Can Strong Leaders Succeed When Their Hands Are Tied?
As readers may recall, I’m in the middle of a series of posts about ways we can improve our schools beyond changing public policy. If this is only mildly familiar, it might be because of the hiatus since my last contribution, which is due to my procrastinating. And for good reason, I believe: I have very mixed feelings about the argument I’m about to make.
The argument is simple: If we want to improve our schools and school systems, we need to do much better at recruiting, developing, placing, and supporting effective leaders. That much is plain common sense, and not very controversial. Various strains of “effective schools” research going back decades find that leadership is essential for excellence.
Where I get hung up, though, is with the idea that great leaders can make schools—and especially school districts—work well, given the dysfunction of the larger system within which they must work, and the Gordian knot that’s been tied by decades of contradictory, often compromising, laws and regulations, not to mention the impossible politics often created by unruly elected school boards. (A knot that reform—especially charter schooling—has tried to cut.)
Strong leaders are surely better than weak ones. But are they nearly enough? Or are we wasting precious time, energy, and resources when we send in the change agents to a system that cannot be changed? Should we simply focus on recruiting great leaders for a new (charter school) system instead?
I put that question to some folks who have spent much time thinking about school leadership. My friend Rick Hess, for instance, whose Cage-Busting Leadership starts with the premise that:
Two things are true. It is true, as would-be reformers often argue, that statutes, policies, rules, regulations, contracts, and case law make it tougher than it should be for school and system leaders to drive improvement and, well, lead. However, it is also the case that leaders have far more freedom to transform, reimagine, and reinvigorate teaching, learning, and schooling than is widely believed.
Teaching leaders how to thoughtfully bust cages, then, is a worthwhile pursuit. (As is changing the laws and regulations that created those cages in the first place.) And while Rick prefers to focus on cage-busting as a set of actions and habits rather than cage-busters as heroic personalities, he was willing to name a few for me. “Kaya Henderson was a marvelous example—especially because she used a softer touch. Terry Grier is a nice one, he’s cerebral about the work. Deborah Gist was great at this as state chief in Rhode Island. Duncan Klussmann was a terrific example in Spring Branch.”
Yet are these just exceptions that prove the rule? How many of the nation’s 14,000 superintendents are engaged in cage-busting leadership? Are there thousands out there doing it, off the radar screen? Or are there really just a handful? And, if so, does this merely prove that the task of leading within our current system—or at least leading it to get dramatically better results—is like rolling a boulder up a hill?
Several philanthropists are betting that new and better training programs for school and system leaders will result in more cage-busting and change-making.

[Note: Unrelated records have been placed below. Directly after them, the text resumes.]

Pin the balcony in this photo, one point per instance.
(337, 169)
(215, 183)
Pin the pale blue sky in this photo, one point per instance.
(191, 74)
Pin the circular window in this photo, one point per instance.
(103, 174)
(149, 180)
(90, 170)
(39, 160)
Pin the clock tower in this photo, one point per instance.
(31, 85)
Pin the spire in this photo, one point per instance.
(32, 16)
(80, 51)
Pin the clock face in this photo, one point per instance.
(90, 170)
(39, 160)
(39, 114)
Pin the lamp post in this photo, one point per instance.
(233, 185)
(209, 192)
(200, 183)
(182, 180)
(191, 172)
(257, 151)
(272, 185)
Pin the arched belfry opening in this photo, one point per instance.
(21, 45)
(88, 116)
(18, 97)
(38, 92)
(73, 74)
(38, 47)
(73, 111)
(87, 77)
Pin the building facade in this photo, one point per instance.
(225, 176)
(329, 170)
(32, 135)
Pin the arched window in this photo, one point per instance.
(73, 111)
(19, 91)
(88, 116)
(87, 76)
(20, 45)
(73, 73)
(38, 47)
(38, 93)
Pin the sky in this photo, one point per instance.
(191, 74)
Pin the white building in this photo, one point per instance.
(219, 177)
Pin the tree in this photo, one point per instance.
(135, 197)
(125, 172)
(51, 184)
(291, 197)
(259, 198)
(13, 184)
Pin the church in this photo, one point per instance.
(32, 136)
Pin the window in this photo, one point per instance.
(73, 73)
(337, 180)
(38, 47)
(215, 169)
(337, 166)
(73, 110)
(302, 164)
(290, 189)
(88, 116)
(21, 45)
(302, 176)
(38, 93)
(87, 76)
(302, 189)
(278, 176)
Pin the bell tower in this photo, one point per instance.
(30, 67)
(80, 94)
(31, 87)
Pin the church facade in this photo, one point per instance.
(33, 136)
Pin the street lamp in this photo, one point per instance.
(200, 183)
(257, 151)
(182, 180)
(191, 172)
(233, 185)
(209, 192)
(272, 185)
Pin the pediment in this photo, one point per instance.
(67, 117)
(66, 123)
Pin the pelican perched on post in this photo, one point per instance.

The Broad Academy and Broad Residency are the best known for superintendents and central office staff; innovative models for principal training can be seen at New Leaders for New Schools, Relay Graduate School of Education, Rice University’s Education Entrepreneurship Program, the Woodrow Wilson Fellowship in Education Leadership, and—the new kid on the block—Ohio’s BRIGHT initiative. Another approach is for big districts to “grow their own,” like the D.C. Public Schools is doing.
Scaling these programs is a challenge. As Andrea Hodge, the head of Rice’s REEP program, told me, the big question is “who pays” for this type of investment. “It is a visionary superintendent who invests in the entrepreneurial capacity of his or her team.” Hodge also acknowledges the challenge of trying to change the system from within, so they are moving from training principals alone to developing reform-minded central office staff, too, and “facilitating learning across the system.”
I’m still skeptical. I just haven’t seen the kind of drive for continuous improvement in traditional districts that I’ve witnessed in charter networks like KIPP and Achievement First, where the very organizational DNA is obsessed with excellence and continuous improvement, always looking for more effective approaches to teaching and learning. I’ve got to believe that it’s something about the structure of the charter sector—its governance by mission-driven boards instead of local politicians; its ability to recruit and retain educators that share a vision rather than a collective bargaining agreement (and conventional preparation and certification); its sense of urgency driven by accountability to authorizers and funders—that makes the difference. If I were a philanthropist, I’d support leadership development efforts, but mostly for charter schools rather than district ones.
But if you disagree—if you believe that the right leader can indeed transform a school district despite all of the challenges—I’d love to know why.